Neuter your animal – 80 percent of attacks occur from dogs that are not neutered
Don’t let your dog bite your hand in play, train them to only bite toys
Socialise them with other puppies from a young age
We are into the Autumn months here in Australia, and it’s a sad season. We all start to put away our summer clothes and break out the winter jackets and scarves. But what about our pets, what are the options for them as the colder weather approaches. Should you be worried about their welfare and rug them up with dog jackets and kitty mittens too?
It tends to be dogs that people worry about dressing up the most. Cats tend to be inside minding their own business, keeping warm on window sills as the colder weather rolls in. They’re not silly. Our furry canine friends can feel the pinch a little more. Now depending on the breed, age, size and thickness of coat of your pooch there are going to be different cases. Also do they live inside or in a dog house?
Some breeds just aren’t cut out for the cold. Their thinner coats do thicken up, but sometimes it’s just not enough. Older animals who can get arthritic and weary boned and are less mobile, give them a hand. Toy breeds and smaller animals tend to require warming too. It can be just as much the owners wanting to look fashionable that leads them down this path anyway…
Pet Fashion for Fashion’s Sake
Sometimes we wonder whether dogs are more of a fashion accessory than a pet at times. The lengths these owners will go to to make them and their dogs look in vogue can be next level. We’re not against it, just saying that’s all…
Are you this type of dog owner?
The choice of whether to dress your pet in a winter woolies is a logical one.
Are they shivering after medium to long periods outside?

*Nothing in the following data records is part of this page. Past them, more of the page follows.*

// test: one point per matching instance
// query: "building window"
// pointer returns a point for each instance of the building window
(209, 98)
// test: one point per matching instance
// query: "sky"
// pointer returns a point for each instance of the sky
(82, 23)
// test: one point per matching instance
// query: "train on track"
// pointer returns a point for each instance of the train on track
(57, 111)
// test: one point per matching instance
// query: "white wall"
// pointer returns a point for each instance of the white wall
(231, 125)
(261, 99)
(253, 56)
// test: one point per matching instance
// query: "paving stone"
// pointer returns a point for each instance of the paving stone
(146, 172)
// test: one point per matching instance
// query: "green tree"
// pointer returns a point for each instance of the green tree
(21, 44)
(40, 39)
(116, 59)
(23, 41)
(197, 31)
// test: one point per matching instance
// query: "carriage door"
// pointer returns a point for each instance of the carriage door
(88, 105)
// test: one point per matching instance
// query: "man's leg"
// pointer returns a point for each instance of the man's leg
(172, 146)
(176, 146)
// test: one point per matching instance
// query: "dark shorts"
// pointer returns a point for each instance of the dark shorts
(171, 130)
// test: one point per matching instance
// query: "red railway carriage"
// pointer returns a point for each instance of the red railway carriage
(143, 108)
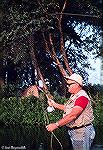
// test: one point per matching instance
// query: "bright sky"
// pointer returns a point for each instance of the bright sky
(94, 75)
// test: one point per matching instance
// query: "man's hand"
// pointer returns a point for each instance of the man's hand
(50, 102)
(51, 127)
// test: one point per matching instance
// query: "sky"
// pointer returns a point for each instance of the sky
(94, 75)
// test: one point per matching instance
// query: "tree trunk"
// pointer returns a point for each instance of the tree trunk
(36, 66)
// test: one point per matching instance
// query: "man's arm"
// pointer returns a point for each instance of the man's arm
(76, 111)
(56, 105)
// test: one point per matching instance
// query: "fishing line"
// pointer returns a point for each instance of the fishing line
(46, 119)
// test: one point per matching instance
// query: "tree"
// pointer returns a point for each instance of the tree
(50, 24)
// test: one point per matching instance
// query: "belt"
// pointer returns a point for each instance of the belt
(73, 128)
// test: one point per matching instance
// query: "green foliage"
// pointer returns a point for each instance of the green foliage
(32, 111)
(27, 111)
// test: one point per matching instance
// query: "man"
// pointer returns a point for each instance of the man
(78, 115)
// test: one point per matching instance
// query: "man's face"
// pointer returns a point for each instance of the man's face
(72, 86)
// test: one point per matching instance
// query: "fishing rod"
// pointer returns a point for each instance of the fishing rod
(49, 110)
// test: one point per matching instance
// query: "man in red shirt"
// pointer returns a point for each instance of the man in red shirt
(77, 116)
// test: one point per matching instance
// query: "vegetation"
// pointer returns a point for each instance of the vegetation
(48, 35)
(32, 111)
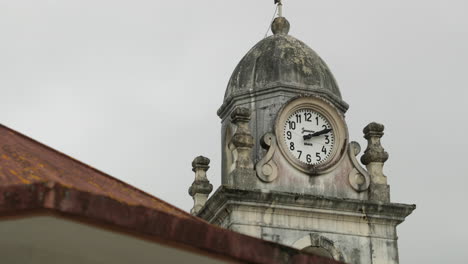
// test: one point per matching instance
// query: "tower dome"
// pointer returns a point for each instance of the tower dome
(283, 61)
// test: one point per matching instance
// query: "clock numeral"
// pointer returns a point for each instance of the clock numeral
(300, 153)
(324, 150)
(318, 156)
(291, 146)
(292, 125)
(298, 119)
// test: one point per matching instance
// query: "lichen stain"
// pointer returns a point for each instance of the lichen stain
(23, 180)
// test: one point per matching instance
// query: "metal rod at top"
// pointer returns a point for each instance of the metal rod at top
(280, 7)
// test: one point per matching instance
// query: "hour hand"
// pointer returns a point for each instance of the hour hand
(318, 133)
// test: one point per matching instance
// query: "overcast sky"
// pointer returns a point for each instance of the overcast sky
(132, 88)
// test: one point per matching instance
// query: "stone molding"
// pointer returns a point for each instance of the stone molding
(355, 209)
(294, 90)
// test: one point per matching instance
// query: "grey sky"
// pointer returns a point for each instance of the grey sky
(132, 88)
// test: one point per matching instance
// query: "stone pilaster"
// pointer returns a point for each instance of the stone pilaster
(201, 187)
(374, 158)
(243, 173)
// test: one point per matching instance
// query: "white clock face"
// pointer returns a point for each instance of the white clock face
(309, 136)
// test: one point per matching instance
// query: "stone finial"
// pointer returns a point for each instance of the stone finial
(280, 26)
(374, 158)
(242, 142)
(201, 187)
(374, 152)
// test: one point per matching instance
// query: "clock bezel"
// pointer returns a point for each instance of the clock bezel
(336, 121)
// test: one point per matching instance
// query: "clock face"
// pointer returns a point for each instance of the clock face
(309, 136)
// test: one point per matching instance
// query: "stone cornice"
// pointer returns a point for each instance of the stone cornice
(224, 196)
(274, 87)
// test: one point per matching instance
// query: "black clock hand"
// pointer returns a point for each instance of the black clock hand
(318, 133)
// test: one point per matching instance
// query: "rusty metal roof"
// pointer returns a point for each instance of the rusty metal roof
(36, 178)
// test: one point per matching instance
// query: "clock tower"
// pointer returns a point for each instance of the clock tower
(290, 173)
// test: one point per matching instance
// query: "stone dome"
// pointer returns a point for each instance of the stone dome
(282, 60)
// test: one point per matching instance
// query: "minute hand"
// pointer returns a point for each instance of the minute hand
(318, 133)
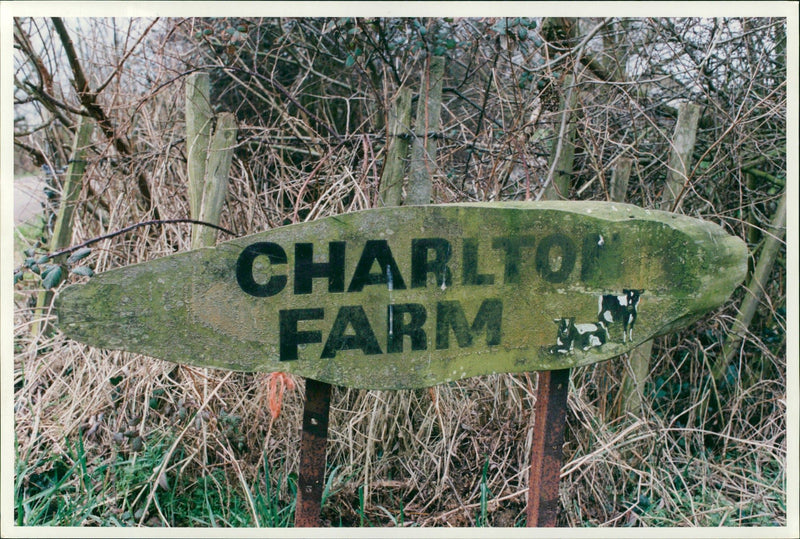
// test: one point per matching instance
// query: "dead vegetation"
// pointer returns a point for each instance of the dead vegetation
(311, 99)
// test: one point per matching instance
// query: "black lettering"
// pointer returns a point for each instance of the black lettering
(376, 251)
(290, 338)
(397, 327)
(244, 269)
(469, 271)
(363, 336)
(305, 269)
(543, 266)
(512, 246)
(450, 315)
(421, 266)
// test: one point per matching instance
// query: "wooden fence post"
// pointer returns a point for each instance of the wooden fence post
(755, 289)
(683, 141)
(215, 185)
(199, 118)
(391, 189)
(560, 170)
(426, 128)
(62, 232)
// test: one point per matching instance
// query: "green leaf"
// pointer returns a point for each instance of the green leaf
(85, 271)
(51, 277)
(79, 255)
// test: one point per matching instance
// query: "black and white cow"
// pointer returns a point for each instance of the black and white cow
(583, 336)
(613, 309)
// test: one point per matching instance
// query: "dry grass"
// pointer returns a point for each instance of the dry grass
(148, 433)
(423, 457)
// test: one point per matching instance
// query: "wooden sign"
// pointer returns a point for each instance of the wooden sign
(415, 296)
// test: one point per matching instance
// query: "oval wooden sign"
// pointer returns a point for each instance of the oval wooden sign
(415, 296)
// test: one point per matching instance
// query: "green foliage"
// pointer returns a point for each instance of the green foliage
(66, 490)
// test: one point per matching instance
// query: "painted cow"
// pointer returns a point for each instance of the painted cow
(583, 336)
(613, 309)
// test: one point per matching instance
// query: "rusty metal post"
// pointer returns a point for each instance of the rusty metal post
(550, 414)
(311, 477)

It is essential to begin educating your brand-new pup when you take them home. You can do it yourself or choose to use a pro. Local canine training courses are often offered. Ask a local vet for some advice regarding sourcing an instructor or check the local paper for one in your area.
There are 2 sorts of training: behavioral and obedience.
Behavior training stops as well as or addresses naughty traits that your dog could create or already does. It is essential to be constant during the training procedure. As an example, do not allow your new puppy on the couch unless you are preparing to allow it on the couch when it’s fully grown. This will puzzle it, creating issues. Making the effort to learn organic canine behavior as well as satisfying the dog’s all-natural reactions in addition to proper workout will certainly aid you to communicate to your dog and also could suggest the difference between success and also failure.
Obedience training is educating the pet to comply with particular commands such as rest, stay, come and also teaching it to heel. Educating sessions should be regular yet brief to prevent your dog from ending up being burnt out; ten to fifteen min sessions, 2 or 3 times a day will be sufficient.
Just before commanding your pet, use its name to get its interest; With commands like “come,” “rest,” “sit” or “heel.” You will most likely need to do this several times over. Never utilize negative reinforcement. Do not call your canine ahead to you for punishment due to the fact that this will associate negative connotations with having their name called. Make certain to keep any type of aggravation. If you feel yourself coming to be frustrated, pause. Your pooch can notice this as well as will start to connect training with your misery. You can’t conceal your stress from a dog.